Thousand Words by Jennifer Brown

In the novel, Thousand Words by Jennifer brown, the main character, Ashleigh, is a softmore in high school and has started dating a senior named Kaleb. It is the summer after Kaleb has graduated and Ashleigh is afraid he is going to break up with her or met other girls while he's away at college. While at a pool party, her friends convince her to take a nude picture and send it to him. That way he will have something to remember her by. After them having many fights about Kaleb supposedly cheating, he decides its time for them to move on. Ashleigh is so upset about the break up that her friends feel really bad and decide to get revenge on him. Kaleb thinks that it was Ashleigh who did the pranking so to get back her, he sends the nude picture of her to a kid on his baseball team, who then sent it to everyone in the school. As a result of him sending the picture, Ashleigh gets sentence to community service while he is on trial for possession of child pornography. While the picture is going around Ashleigh loses a lot of respect form people and also loses some of her friends. She feels all alone until she meets a boy named Mack while doing community service. He helps her find a new perspective at life and to own up to her mistakes.
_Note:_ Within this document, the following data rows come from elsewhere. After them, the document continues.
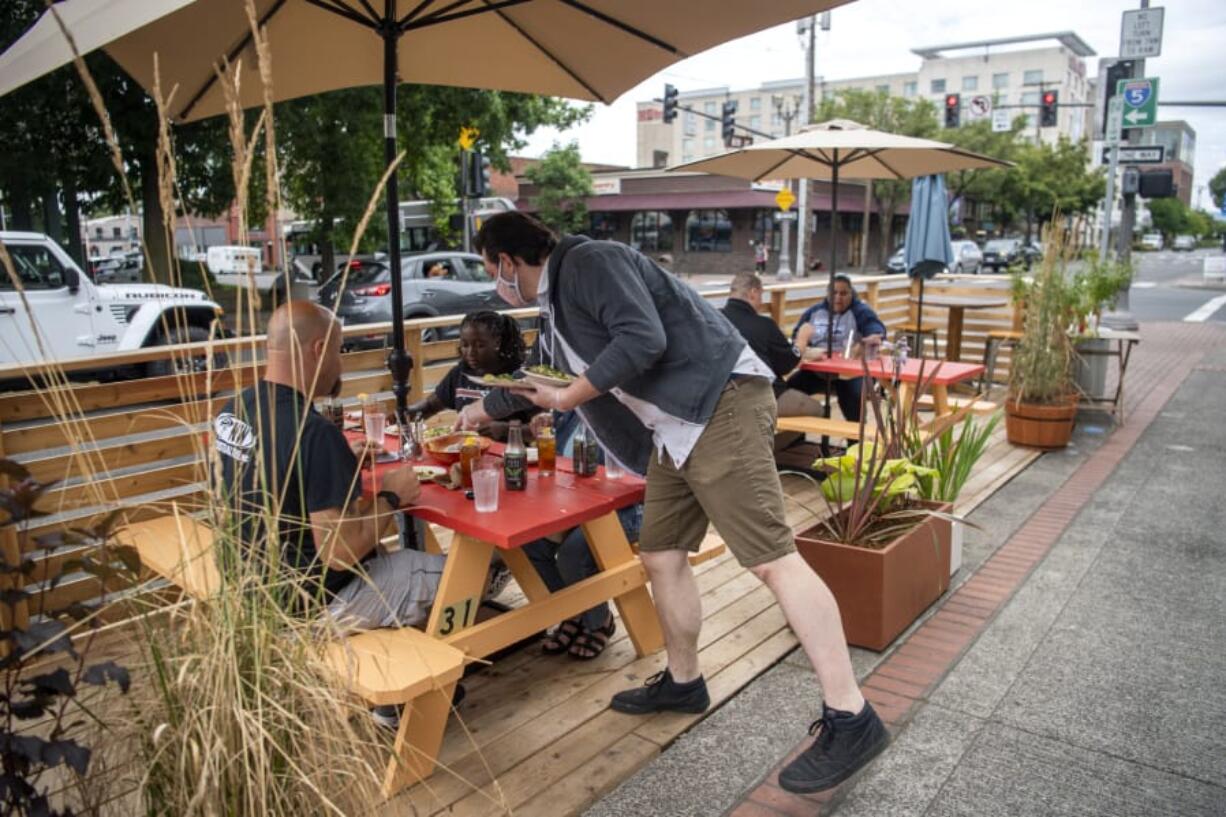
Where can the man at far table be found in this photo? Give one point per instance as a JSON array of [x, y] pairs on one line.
[[769, 342], [703, 434]]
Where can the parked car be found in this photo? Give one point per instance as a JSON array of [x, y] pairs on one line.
[[79, 318], [434, 283], [967, 258], [1002, 253]]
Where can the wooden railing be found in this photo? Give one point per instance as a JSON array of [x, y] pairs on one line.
[[137, 445]]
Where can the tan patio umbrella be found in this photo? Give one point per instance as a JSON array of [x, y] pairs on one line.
[[582, 49], [841, 147]]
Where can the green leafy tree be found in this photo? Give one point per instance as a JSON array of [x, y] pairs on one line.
[[562, 184], [1218, 188], [899, 115]]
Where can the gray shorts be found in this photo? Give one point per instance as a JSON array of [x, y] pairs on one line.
[[394, 590]]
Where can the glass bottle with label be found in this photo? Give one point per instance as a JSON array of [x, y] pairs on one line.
[[515, 459]]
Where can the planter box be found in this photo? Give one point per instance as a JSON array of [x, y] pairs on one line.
[[882, 591]]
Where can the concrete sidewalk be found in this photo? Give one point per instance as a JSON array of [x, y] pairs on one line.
[[1075, 669]]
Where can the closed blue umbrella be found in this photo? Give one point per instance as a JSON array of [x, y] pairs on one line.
[[927, 250]]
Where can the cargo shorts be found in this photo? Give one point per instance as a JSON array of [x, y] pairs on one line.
[[728, 480]]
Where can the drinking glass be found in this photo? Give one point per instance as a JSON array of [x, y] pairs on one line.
[[374, 418], [486, 477]]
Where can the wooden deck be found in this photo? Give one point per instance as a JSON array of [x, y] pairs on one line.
[[535, 734]]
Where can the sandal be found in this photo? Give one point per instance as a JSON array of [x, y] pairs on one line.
[[562, 637], [590, 643]]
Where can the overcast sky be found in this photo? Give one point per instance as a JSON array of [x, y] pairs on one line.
[[871, 37]]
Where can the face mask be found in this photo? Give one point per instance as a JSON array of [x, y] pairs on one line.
[[509, 291]]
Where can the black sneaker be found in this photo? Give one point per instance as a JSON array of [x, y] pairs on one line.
[[388, 715], [845, 744], [661, 693]]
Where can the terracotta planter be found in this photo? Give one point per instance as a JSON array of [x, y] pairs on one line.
[[882, 591], [1047, 426]]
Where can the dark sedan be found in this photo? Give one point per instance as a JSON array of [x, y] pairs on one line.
[[434, 283]]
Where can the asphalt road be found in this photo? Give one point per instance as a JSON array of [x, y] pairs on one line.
[[1168, 286]]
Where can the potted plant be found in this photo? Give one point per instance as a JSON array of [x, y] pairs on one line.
[[953, 456], [1041, 404], [883, 550], [1097, 286]]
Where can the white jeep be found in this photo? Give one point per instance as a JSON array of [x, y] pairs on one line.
[[70, 317]]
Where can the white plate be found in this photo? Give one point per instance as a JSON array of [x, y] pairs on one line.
[[498, 384], [428, 471], [543, 379]]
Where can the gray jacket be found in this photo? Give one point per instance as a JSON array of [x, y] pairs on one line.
[[639, 329]]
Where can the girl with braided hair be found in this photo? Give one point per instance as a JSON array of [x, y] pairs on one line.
[[489, 344]]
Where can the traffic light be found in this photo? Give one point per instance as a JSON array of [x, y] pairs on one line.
[[1047, 109], [730, 120], [478, 174], [953, 109], [670, 103]]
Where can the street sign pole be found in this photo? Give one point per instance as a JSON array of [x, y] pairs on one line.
[[1115, 114]]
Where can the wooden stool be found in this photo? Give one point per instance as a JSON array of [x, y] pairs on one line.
[[996, 339], [910, 330]]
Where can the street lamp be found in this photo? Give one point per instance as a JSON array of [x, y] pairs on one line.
[[787, 113]]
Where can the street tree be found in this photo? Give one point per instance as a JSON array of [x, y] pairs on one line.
[[900, 115], [562, 183]]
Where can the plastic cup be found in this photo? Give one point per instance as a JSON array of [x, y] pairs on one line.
[[486, 480], [612, 467]]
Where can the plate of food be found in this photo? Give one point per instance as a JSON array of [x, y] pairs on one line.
[[547, 375], [499, 380], [427, 472]]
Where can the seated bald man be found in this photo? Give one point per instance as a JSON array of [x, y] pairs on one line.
[[275, 448]]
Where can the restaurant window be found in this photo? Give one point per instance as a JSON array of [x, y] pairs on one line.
[[651, 231], [603, 226], [766, 230], [708, 231]]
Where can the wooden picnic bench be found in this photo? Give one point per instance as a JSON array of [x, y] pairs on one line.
[[383, 666]]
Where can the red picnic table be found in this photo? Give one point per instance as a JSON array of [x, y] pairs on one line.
[[549, 504], [949, 373]]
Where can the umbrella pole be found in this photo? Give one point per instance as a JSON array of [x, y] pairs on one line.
[[399, 362], [830, 283]]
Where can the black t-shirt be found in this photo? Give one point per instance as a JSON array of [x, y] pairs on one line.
[[260, 426], [456, 391]]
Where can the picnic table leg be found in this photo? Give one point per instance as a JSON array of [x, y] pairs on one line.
[[954, 335], [609, 547], [525, 573], [940, 399], [464, 579], [418, 739]]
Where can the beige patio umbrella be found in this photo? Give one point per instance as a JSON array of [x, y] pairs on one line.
[[582, 49], [841, 147]]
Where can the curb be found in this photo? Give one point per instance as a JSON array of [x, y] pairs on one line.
[[920, 661]]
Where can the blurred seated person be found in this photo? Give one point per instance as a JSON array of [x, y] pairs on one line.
[[769, 342], [567, 558], [840, 315], [489, 344], [326, 535]]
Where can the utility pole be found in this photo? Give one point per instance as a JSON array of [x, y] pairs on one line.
[[808, 33], [787, 114]]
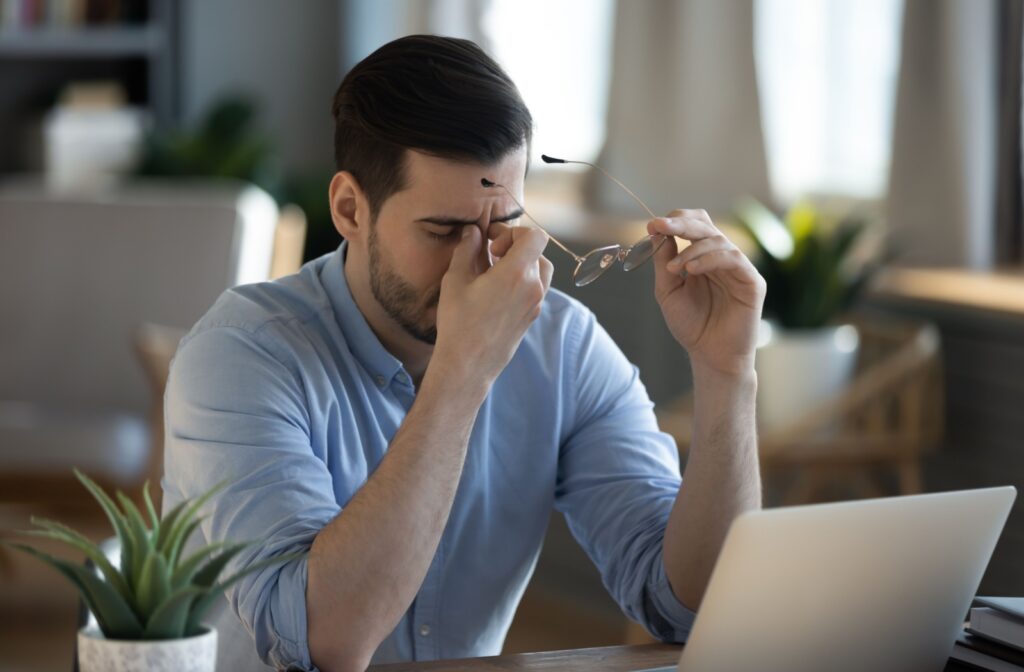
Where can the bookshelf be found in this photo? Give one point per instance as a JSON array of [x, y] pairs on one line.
[[45, 45]]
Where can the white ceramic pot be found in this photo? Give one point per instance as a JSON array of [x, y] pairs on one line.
[[798, 369], [96, 654]]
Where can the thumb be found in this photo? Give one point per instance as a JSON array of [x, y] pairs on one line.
[[466, 255]]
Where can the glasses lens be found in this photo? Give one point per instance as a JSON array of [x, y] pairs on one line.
[[595, 263], [642, 251]]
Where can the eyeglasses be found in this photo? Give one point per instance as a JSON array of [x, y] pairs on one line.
[[591, 265]]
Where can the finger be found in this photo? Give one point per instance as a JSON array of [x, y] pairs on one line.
[[547, 270], [465, 258], [501, 237], [692, 226], [696, 249], [725, 260], [665, 281]]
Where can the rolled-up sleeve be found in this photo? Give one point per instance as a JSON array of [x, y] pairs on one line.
[[236, 412], [617, 479]]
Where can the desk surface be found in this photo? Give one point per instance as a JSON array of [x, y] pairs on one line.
[[606, 659]]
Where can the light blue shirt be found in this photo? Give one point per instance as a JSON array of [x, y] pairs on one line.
[[283, 389]]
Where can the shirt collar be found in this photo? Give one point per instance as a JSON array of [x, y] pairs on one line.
[[360, 338]]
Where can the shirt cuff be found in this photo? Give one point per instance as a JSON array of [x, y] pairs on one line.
[[668, 619], [283, 642]]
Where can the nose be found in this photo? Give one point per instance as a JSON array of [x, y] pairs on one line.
[[484, 224]]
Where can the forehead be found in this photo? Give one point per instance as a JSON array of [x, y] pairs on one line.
[[435, 180]]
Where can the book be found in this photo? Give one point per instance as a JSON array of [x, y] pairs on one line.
[[986, 655]]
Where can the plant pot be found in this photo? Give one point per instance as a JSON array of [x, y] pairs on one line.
[[799, 369], [96, 654]]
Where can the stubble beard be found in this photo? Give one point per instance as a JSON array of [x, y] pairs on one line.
[[398, 298]]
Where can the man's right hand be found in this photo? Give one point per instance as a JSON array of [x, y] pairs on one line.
[[483, 311]]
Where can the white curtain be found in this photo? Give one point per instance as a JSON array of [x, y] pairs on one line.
[[942, 183], [684, 122]]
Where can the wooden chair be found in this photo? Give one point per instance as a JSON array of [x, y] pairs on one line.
[[887, 419]]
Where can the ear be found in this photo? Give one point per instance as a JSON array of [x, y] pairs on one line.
[[349, 208]]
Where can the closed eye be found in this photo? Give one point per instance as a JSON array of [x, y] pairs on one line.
[[449, 234]]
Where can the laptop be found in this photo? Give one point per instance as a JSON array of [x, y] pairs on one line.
[[869, 585]]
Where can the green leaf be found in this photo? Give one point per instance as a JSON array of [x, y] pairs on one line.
[[114, 615], [203, 603], [767, 231], [169, 619], [154, 583], [139, 535], [61, 533], [154, 517], [186, 570], [183, 526], [119, 522]]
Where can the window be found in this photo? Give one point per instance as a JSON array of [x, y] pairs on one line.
[[826, 74]]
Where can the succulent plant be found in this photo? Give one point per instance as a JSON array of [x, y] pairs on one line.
[[157, 592]]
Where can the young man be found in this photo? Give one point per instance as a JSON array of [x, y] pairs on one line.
[[409, 408]]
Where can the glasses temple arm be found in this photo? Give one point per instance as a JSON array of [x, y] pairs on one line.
[[636, 198]]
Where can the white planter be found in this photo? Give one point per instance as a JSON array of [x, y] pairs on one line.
[[95, 654], [799, 369]]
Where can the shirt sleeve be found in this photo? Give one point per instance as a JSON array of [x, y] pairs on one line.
[[617, 479], [235, 413]]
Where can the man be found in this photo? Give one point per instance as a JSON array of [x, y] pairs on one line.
[[409, 408]]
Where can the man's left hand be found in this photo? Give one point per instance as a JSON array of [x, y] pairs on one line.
[[710, 293]]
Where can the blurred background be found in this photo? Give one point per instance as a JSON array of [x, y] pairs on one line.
[[866, 155]]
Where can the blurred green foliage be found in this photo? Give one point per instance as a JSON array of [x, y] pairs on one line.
[[816, 264], [227, 142]]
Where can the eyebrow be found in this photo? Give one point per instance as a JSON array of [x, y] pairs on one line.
[[455, 221]]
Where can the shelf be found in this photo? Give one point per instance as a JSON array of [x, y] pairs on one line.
[[140, 41]]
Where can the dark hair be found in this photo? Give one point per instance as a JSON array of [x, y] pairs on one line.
[[439, 95]]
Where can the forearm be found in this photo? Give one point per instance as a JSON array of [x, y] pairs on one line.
[[722, 479], [367, 565]]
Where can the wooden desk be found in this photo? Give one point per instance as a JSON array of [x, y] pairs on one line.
[[605, 659]]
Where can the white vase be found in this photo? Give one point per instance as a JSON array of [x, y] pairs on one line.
[[96, 654], [798, 369]]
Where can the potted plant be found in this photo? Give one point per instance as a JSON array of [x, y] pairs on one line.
[[816, 266], [150, 604]]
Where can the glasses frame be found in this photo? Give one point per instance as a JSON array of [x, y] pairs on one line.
[[610, 254]]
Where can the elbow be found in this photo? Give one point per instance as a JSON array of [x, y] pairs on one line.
[[331, 659]]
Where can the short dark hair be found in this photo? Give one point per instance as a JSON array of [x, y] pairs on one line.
[[442, 96]]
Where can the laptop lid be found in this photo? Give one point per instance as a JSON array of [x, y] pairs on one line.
[[869, 585]]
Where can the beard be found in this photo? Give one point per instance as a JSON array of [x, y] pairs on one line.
[[398, 298]]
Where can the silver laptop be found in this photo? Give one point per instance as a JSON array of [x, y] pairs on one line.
[[870, 585]]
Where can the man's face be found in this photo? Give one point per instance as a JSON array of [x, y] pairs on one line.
[[417, 229]]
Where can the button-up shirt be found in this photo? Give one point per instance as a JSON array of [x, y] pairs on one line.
[[284, 390]]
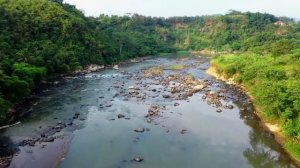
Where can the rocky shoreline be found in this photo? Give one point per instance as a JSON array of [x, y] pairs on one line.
[[160, 82], [270, 127]]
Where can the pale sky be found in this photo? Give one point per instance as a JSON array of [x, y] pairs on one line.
[[166, 8]]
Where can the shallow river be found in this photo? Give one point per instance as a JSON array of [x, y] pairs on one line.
[[81, 115]]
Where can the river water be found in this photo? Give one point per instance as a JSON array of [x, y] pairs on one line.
[[189, 134]]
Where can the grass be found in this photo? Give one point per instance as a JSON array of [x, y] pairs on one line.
[[274, 83]]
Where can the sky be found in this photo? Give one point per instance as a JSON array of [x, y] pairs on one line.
[[167, 8]]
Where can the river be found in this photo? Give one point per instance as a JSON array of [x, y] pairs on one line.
[[103, 120]]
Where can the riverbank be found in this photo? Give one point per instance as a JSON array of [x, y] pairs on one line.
[[230, 74], [185, 108]]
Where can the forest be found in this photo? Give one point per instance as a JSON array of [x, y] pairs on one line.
[[44, 38]]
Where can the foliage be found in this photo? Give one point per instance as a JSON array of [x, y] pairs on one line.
[[274, 85]]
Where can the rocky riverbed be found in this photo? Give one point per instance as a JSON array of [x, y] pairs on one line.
[[162, 112]]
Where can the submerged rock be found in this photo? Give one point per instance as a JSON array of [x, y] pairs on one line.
[[166, 96], [121, 116], [138, 159], [139, 130]]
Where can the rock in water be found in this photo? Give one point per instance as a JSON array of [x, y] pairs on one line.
[[139, 130], [198, 88], [121, 116], [166, 96], [116, 67], [138, 159]]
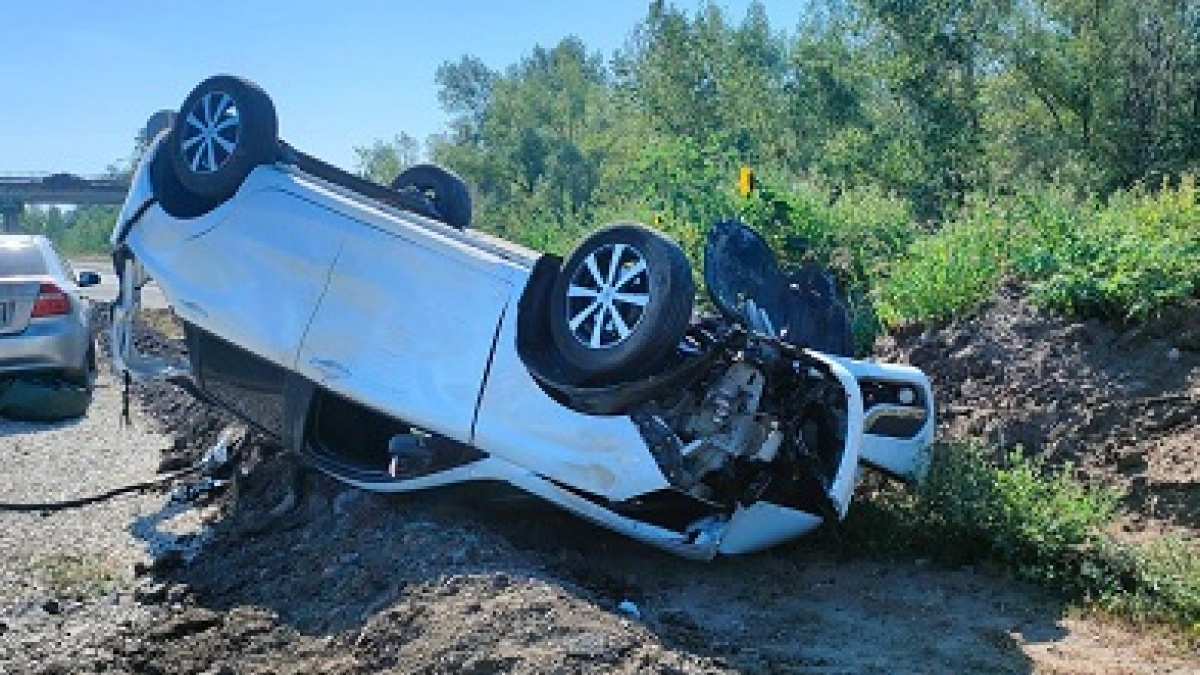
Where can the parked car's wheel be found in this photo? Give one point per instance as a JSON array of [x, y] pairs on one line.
[[622, 302], [444, 187], [225, 129]]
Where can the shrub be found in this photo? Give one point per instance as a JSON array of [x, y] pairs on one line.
[[1039, 523]]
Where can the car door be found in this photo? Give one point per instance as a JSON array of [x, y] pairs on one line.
[[407, 326]]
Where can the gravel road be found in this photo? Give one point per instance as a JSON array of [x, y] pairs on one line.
[[66, 578]]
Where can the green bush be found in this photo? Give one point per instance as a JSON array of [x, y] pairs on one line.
[[1139, 254], [1125, 260], [1038, 521]]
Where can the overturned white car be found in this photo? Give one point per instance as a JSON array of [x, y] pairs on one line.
[[377, 335]]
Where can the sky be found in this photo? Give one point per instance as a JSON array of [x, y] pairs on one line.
[[79, 78]]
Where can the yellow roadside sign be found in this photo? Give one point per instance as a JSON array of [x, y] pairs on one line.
[[745, 181]]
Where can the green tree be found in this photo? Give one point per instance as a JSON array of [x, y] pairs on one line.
[[383, 161]]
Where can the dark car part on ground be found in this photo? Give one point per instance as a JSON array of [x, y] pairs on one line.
[[802, 305], [42, 398], [215, 469]]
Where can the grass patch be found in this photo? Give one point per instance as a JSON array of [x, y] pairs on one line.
[[78, 574], [1039, 523], [1127, 258]]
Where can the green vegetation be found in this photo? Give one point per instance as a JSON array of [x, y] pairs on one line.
[[1038, 521], [925, 150], [77, 574], [1122, 258], [76, 231]]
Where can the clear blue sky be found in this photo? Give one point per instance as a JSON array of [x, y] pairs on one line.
[[79, 78]]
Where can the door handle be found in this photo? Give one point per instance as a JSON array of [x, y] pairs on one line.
[[329, 369]]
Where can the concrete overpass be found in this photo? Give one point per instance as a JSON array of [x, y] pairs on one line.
[[18, 190]]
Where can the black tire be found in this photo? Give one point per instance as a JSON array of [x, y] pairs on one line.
[[445, 189], [615, 339], [225, 129]]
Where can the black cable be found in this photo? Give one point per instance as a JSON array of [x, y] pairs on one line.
[[103, 496]]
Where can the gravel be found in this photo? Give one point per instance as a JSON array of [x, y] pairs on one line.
[[67, 578]]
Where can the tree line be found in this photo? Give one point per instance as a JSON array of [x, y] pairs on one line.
[[929, 100]]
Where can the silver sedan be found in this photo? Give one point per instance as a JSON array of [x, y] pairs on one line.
[[45, 323]]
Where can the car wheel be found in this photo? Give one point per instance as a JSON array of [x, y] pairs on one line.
[[225, 129], [445, 189], [622, 302]]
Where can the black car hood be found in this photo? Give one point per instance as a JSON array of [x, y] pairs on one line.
[[745, 282]]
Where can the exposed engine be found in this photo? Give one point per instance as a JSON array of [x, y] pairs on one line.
[[769, 418]]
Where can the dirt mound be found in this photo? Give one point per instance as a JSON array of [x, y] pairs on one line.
[[481, 579], [1121, 404]]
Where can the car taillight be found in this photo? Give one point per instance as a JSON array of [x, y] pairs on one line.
[[51, 302]]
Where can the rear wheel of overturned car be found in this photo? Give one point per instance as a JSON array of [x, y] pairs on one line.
[[443, 187], [622, 303], [225, 129]]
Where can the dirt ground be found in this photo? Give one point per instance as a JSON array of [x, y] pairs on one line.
[[480, 579], [1120, 404]]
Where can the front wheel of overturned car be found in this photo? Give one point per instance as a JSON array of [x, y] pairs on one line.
[[443, 187], [225, 129], [622, 303]]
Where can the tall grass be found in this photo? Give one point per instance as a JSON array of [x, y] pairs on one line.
[[1126, 258]]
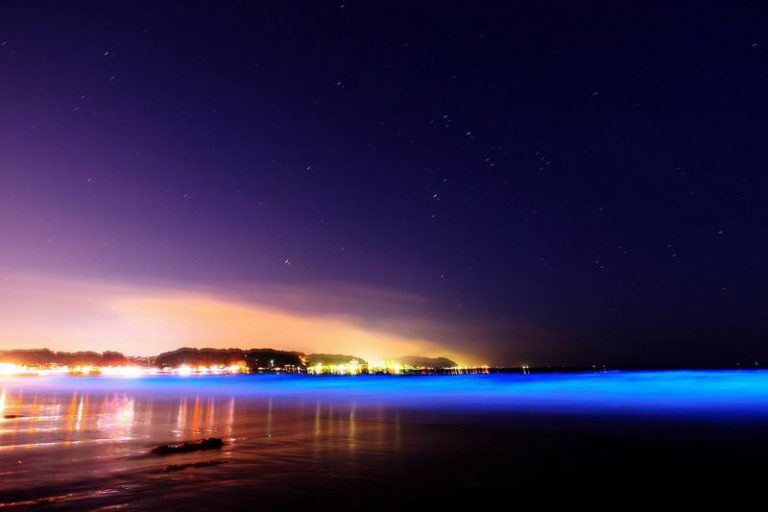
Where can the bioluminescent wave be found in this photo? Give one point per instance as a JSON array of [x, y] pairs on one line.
[[739, 395]]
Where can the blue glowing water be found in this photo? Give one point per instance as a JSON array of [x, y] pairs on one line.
[[741, 395]]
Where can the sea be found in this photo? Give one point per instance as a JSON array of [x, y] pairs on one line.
[[604, 440]]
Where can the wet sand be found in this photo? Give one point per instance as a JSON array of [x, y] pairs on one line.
[[71, 446]]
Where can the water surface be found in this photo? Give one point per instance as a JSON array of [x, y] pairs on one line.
[[379, 442]]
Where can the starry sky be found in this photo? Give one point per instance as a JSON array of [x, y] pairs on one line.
[[501, 182]]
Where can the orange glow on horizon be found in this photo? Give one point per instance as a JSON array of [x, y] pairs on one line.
[[73, 315]]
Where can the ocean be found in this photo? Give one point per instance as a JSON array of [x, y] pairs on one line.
[[295, 442]]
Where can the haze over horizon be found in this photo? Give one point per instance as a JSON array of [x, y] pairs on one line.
[[542, 184]]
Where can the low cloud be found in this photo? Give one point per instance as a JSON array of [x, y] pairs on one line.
[[83, 314]]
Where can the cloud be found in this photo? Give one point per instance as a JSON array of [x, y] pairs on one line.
[[82, 314]]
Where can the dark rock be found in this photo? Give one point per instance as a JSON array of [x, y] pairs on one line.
[[181, 467], [212, 443]]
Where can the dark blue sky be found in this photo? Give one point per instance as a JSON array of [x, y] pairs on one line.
[[571, 183]]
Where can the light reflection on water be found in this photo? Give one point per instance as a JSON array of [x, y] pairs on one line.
[[86, 441]]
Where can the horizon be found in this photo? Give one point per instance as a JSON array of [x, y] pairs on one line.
[[519, 192]]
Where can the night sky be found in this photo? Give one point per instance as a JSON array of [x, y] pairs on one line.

In this novel, the author creates suspense by making the reader anticipate what Ashleigh is going to do next while at the party. In the beginning of the novel, it is in the present time and is talking about Ashleigh's first day at community service. The readers know that she is there for sexting. Although this fact is already given, it is still a suspenseful moment in the next chapter talking about the past when Ashleigh is actually in the process of sending it. All of her friends were telling her that the only way to keep Kaleb was to send the picture. You can tell that Ashleigh is really debating if she should send it or not. In the novel it says, "My head buzzed with the noise and my stomach twisted up in butterflies. I felt wired, like every nerve ending in my body was zapping into place." (25) Although the readers already know she will send it, there is still a moment of the reader hoping she won't. It is a suspenseful moment for both Ashleigh and the reader.

Another example of how the author creates suspense is in the way she describes setting. Mack and Ashleigh have become closer in the past few months and they have began to show each other there places they feel the most secure at. Mack says he owes Ashleigh, since she showed him her most comforting place. He takes her to a place that he used to go to with his dad. In the novel it says, "I aimed the beam at the wall directly across from us and gasped. How had I not noticed before? It was covered from top to bottom with graffiti, some scratched into the stone, some written in bold, black letters, most spray-painted in vivid coors. Words, art, messages, names." (228) In this section, the reader is wondering as to why Mack brought Ashleigh there and what significance it has. Mack is a very secretive character and the reader wants to find out more and more about him and this secure place for Mack is just one more thing to add on.